Does analyzing employee emails run afoul of the GDPR?

A desire to remain compliant with the European Union’s General Data Protection Regulation (GDPR) and other privacy laws has made HR leaders wary of any new technology that digs too deeply into employee emails. This is understandable, as GDPR non-compliance pay lead to stiff penalties.

analyzing employee emails

At the same time, new technologies are applying artificial intelligence (AI) and machine learning (ML) to solve HR problems like analyzing employee data to help with hiring, completing performance reviews or tracking employee engagement. This has great potential for helping businesses coach and empower employees (and thus help them retain top talent), but these tools often analyze employee emails as a data source. Does this create a privacy issue in regard to the GDPR?

In most cases, the answer is “no.” Let’s explore these misconceptions and explain how companies can stay compliant with global privacy laws while still using AI/ML workplace technologies to provide coaching and empowerment solutions to their employees.

Analyzing employee data with AI/ML isn’t unique to HR

First of all, many appliances already analyze digital messages with AI/ML. Many of these are likely already used by your organization and do not ask for consent from every sender for every message they analyze. Antivirus software uses AI/ML to scan incoming messages for viruses, chatbots use it to answer support emails, and email clients themselves use AI/ML to suggest responses to common questions as the user types them or create prompts to schedule meetings.

Applications like Gmail, Office 365 Scheduler, ZenDesk and Norton Antivirus do these tasks all the time. Office 365 Scheduler even analyzes emails using natural language processing to streamline the simple task of scheduling a meeting. Imagine if they had to ask for the user’s permission every time they did this! HR technologies that do something similar are not unique.

Employers also process employee’s personal data without their consent on a daily basis. Consider these tasks: automatically storing employee communications, creating paperwork for employee reviews or disciplinary action, or sending payroll information to government agencies. Employees don’t need to give consent for this. That’s because there’s a different legal basis at work that allows the company to share data in this way.

Companies do not need employee consent in this context

This isn’t an issue because the GDPR offers five alternative legal bases pursuant to which employee personal data can be processed, including the pursuit of the employer’s “legitimate interests.” This concept is intentionally broad and gives organizations flexibility to determine whether its interests are appropriate, regardless of whether these interests are commercial, individual, or broader societal benefits, or even whether the interests are a company’s own or those of a third party.
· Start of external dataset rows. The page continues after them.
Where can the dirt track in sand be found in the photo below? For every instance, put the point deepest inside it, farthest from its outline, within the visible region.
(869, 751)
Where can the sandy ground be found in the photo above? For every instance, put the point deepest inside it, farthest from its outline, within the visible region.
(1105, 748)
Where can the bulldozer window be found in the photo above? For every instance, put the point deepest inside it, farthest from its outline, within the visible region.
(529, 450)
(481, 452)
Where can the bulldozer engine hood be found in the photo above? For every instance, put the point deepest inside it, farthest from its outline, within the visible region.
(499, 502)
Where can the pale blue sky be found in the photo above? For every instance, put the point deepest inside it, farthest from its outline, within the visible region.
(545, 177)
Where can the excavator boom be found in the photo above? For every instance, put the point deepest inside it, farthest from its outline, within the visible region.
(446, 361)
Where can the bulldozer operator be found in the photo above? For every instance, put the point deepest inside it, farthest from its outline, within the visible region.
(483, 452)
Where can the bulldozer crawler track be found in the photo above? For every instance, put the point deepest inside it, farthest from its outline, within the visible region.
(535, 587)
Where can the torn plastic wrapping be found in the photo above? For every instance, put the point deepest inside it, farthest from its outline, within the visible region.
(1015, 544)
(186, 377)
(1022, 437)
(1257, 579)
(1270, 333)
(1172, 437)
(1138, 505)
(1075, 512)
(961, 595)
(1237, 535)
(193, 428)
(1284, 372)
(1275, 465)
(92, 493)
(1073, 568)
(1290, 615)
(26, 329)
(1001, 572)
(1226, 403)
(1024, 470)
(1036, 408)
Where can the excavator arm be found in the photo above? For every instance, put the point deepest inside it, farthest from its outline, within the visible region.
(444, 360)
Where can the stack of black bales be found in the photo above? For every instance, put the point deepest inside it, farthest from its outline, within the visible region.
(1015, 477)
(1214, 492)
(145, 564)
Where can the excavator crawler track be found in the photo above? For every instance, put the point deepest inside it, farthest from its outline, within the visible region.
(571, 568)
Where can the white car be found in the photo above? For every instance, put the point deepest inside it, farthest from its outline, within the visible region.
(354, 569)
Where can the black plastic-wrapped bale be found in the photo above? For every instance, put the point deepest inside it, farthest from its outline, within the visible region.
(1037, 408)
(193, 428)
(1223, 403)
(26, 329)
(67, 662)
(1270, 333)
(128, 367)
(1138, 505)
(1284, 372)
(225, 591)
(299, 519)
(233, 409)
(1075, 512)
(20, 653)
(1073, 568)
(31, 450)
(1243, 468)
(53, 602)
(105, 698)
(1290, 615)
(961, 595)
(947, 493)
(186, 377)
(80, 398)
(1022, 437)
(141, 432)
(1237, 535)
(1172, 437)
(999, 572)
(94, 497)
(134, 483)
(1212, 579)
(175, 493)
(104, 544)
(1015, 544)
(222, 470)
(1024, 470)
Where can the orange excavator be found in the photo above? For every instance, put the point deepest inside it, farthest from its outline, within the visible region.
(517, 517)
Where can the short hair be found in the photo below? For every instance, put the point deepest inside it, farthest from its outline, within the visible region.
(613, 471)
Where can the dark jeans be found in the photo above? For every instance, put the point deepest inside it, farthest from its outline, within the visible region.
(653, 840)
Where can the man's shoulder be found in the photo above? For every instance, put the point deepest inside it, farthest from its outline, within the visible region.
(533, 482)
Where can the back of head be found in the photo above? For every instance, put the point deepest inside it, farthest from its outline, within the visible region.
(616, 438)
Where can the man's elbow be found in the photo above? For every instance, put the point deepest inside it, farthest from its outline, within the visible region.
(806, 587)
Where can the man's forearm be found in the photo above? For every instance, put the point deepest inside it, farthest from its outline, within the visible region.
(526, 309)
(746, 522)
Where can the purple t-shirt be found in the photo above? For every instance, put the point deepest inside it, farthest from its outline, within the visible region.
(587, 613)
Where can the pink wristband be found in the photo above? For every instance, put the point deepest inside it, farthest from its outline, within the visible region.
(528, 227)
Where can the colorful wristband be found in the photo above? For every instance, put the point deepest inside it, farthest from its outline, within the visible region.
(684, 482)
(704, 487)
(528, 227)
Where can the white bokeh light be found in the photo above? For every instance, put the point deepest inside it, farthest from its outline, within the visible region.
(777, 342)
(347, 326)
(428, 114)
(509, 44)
GDPR regulations single out preventing fraud and direct marketing as two specific purposes where personal data may be processed in pursuit of legitimate interest, but there are many more.

These “legitimate interest” bases give employers grounds to process personal data using AI/ML applications without requiring consent. In fact, employers should avoid relying on consent to process employee’s personal data whenever possible. Employees are almost never in a position to voluntarily or freely give consent due to the imbalance of power inherent in employer-employee relationships, and therefore the consents are often invalid. In all the cases listed above, the employer relies on legitimate interest to process employee data. HR tools fall into the same category and don’t require consent.

A right to control your inbox

We’ve established that employers can process email communication data internally with new HR tools that use AI/ML and be compliant with the GDPR. But should they?

Here is where we move from legal issues to ethical issues. Some companies that value privacy might believe that employees should control their own inbox, even though that’s not a GDPR requirement. That means letting employees grant and revoke permission to the applications that can read their workplace emails (and which have already been approved by the company). This lets the individual control their own data. Other organizations may value the benefits of new tools over employee privacy and may put them in place without employees’ consent.

I have seen some organizations create a middle ground by making these tools available to employees but requiring them to opt in to use them (rather than installing them and giving employees the option to opt out, which puts an extra burden on them to maintain privacy). This can both respect employee’s privacy and allow HR departments to use new technologies to empower individuals if they so choose. This is more important than ever in the new era of widespread work from home where we have an abundance of workplace communication and companies are charting new courses to help their employees thrive in the future of work.

Fully understanding compliance around new AI/ML tools is key to effectively rolling them out. While these solutions can be powerful and may help your employees become more self-aware and better leaders, organizations should fully understand compliance and privacy issues associated with their use in order to roll them out effectively.